Le Passe Muraille

Du côté de chez Proust

 

À propos de la biographie monumentale de Jean-Yves Tadié,

par Jean Romain

On se rappelle le mot d’Oscar Wilde qui prétendait avoir mis dans sa vie tout son génie alors qu’à ses œuvres il n’avait accordé que son talent. Pour Proust, il en va exactement de l’inverse, lui qui possédait à un degré si élevé le goût de rire, celui de prendre la vie par ce biais qui lui apporte le sel qui lui manquerait le cas échéant: l’humour.

Bien sûr, il est vain d’espérer que l’œuvre contienne toute la vie, les écrivains le savent. Au fil du travail apparaît, éclatante, l’évidence de cette impossibilité. C’est pourquoi il faut plus de génie pour écrire, afin de compenser à force d’art l’écueil de la vanité. Confondre l’art et la vie: pour Marcel Proust, nombreux furent ceux qui ont commis ce même péché d’orgueil, qu’ils s’appellent Wilde ou Montesquiou, Balzac, Ruskin ou Goncourt.
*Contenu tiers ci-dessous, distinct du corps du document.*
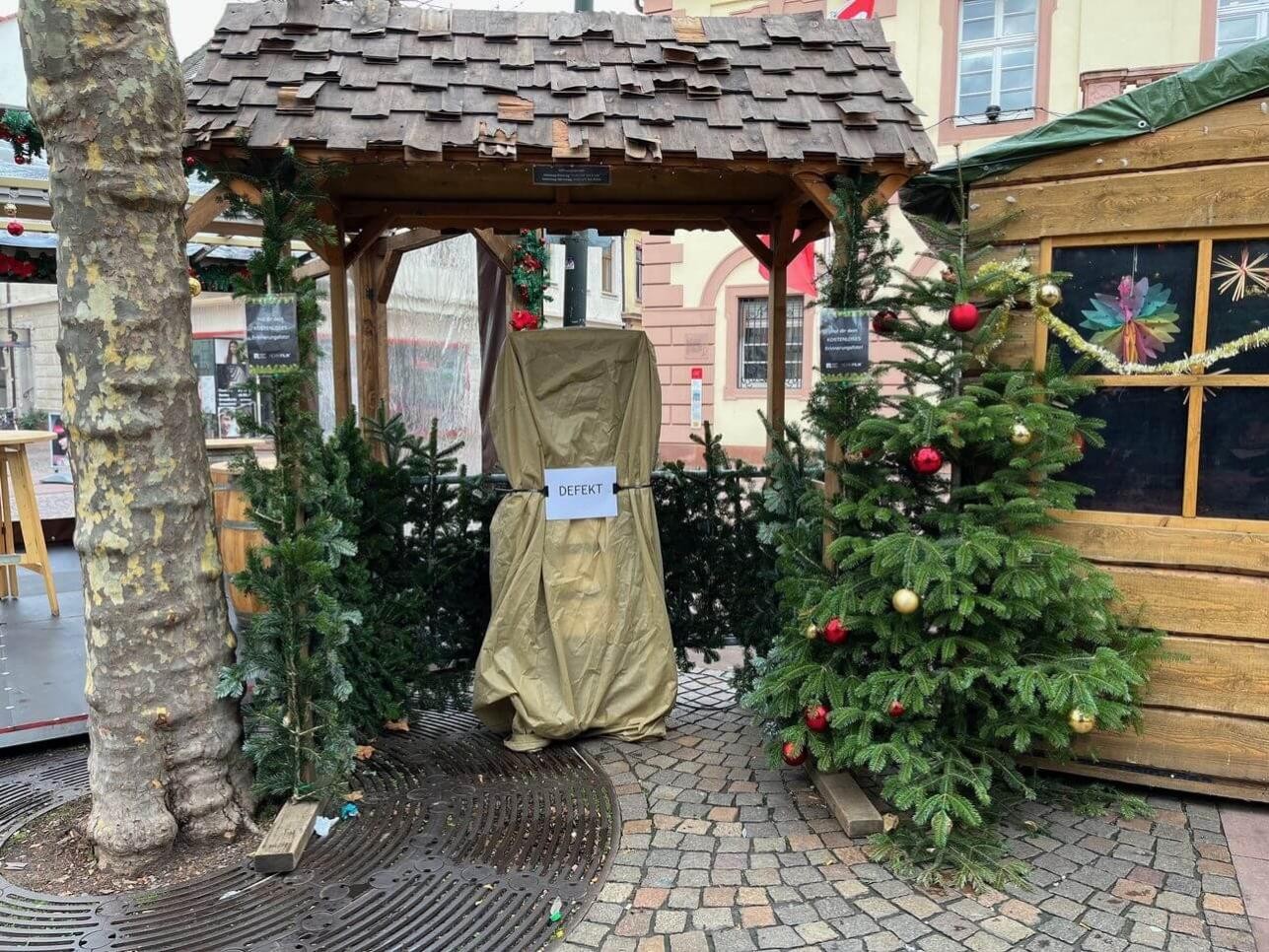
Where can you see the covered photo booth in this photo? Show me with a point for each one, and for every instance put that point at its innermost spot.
(579, 639)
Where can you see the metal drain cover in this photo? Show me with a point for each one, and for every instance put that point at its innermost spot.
(460, 846)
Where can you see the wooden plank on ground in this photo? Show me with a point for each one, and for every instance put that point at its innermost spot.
(1188, 742)
(283, 845)
(1170, 547)
(848, 802)
(1230, 133)
(1232, 788)
(1215, 676)
(1194, 602)
(1179, 198)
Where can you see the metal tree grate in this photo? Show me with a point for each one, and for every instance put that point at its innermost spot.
(460, 845)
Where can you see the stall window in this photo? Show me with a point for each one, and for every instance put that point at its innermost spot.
(996, 58)
(752, 342)
(1183, 443)
(1240, 23)
(608, 268)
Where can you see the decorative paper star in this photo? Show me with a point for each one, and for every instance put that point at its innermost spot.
(1238, 274)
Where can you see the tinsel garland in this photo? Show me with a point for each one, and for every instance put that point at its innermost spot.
(1016, 275)
(1185, 366)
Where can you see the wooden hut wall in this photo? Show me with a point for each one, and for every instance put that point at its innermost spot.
(1185, 561)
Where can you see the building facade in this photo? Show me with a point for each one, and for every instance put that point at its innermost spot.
(981, 70)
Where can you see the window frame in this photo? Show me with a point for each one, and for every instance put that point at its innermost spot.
(1194, 383)
(792, 344)
(1260, 12)
(996, 44)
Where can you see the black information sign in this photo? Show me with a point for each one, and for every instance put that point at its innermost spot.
(843, 341)
(573, 175)
(272, 336)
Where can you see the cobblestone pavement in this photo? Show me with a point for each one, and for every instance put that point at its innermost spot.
(719, 852)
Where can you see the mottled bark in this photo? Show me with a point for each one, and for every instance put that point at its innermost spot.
(106, 88)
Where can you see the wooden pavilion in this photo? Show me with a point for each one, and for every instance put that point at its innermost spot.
(491, 120)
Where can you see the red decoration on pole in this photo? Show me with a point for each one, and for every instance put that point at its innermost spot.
(835, 633)
(794, 754)
(927, 460)
(963, 317)
(817, 717)
(884, 322)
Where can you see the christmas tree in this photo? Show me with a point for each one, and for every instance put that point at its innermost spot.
(949, 636)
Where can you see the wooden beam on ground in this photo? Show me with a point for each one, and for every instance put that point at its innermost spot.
(366, 238)
(848, 802)
(283, 845)
(341, 369)
(751, 241)
(209, 207)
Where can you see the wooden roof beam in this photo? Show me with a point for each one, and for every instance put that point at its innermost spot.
(751, 241)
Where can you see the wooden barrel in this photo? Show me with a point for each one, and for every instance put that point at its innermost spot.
(235, 531)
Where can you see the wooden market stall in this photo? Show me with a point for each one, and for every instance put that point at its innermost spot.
(1180, 512)
(492, 120)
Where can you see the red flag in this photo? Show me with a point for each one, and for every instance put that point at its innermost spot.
(857, 10)
(800, 273)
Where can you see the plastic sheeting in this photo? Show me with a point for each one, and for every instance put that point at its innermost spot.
(1141, 110)
(434, 360)
(579, 639)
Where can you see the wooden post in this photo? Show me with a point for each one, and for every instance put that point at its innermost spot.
(340, 364)
(777, 314)
(372, 377)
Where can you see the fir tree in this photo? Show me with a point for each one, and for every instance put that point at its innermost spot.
(299, 733)
(951, 636)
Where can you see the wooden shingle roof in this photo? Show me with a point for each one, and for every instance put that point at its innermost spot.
(503, 85)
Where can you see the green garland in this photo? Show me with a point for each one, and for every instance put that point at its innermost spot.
(529, 278)
(21, 129)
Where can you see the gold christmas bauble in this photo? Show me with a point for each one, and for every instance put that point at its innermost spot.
(905, 601)
(1048, 295)
(1082, 721)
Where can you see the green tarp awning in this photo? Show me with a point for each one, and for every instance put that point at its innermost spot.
(1145, 109)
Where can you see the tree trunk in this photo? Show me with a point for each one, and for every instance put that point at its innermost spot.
(106, 89)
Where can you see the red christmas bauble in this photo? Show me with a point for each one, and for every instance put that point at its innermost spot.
(817, 717)
(794, 757)
(927, 460)
(835, 633)
(884, 321)
(963, 317)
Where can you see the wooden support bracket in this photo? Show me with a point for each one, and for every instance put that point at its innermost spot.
(284, 844)
(747, 238)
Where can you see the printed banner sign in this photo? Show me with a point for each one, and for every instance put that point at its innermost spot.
(843, 341)
(582, 492)
(272, 335)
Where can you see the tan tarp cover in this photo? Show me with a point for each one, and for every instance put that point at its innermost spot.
(579, 641)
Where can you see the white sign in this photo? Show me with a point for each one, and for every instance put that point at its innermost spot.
(582, 492)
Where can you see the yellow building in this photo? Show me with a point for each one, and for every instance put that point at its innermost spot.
(981, 70)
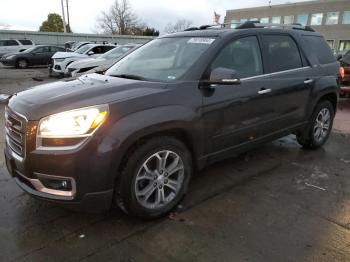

La limite de l’œuvre nourrit l’obsession de la dépasser. Dès lors, on mesure l’ambiguïté d’une biographie. Ou bien on se cantonne aux faits qui ont jalonné les années d’un homme, ou bien on tente des parallèles entre ces faits, ces influences, ces rencontres, ces amours et l’œuvre elle-même. C’est entre ces deux lignes que Tadié se fraie un chemin.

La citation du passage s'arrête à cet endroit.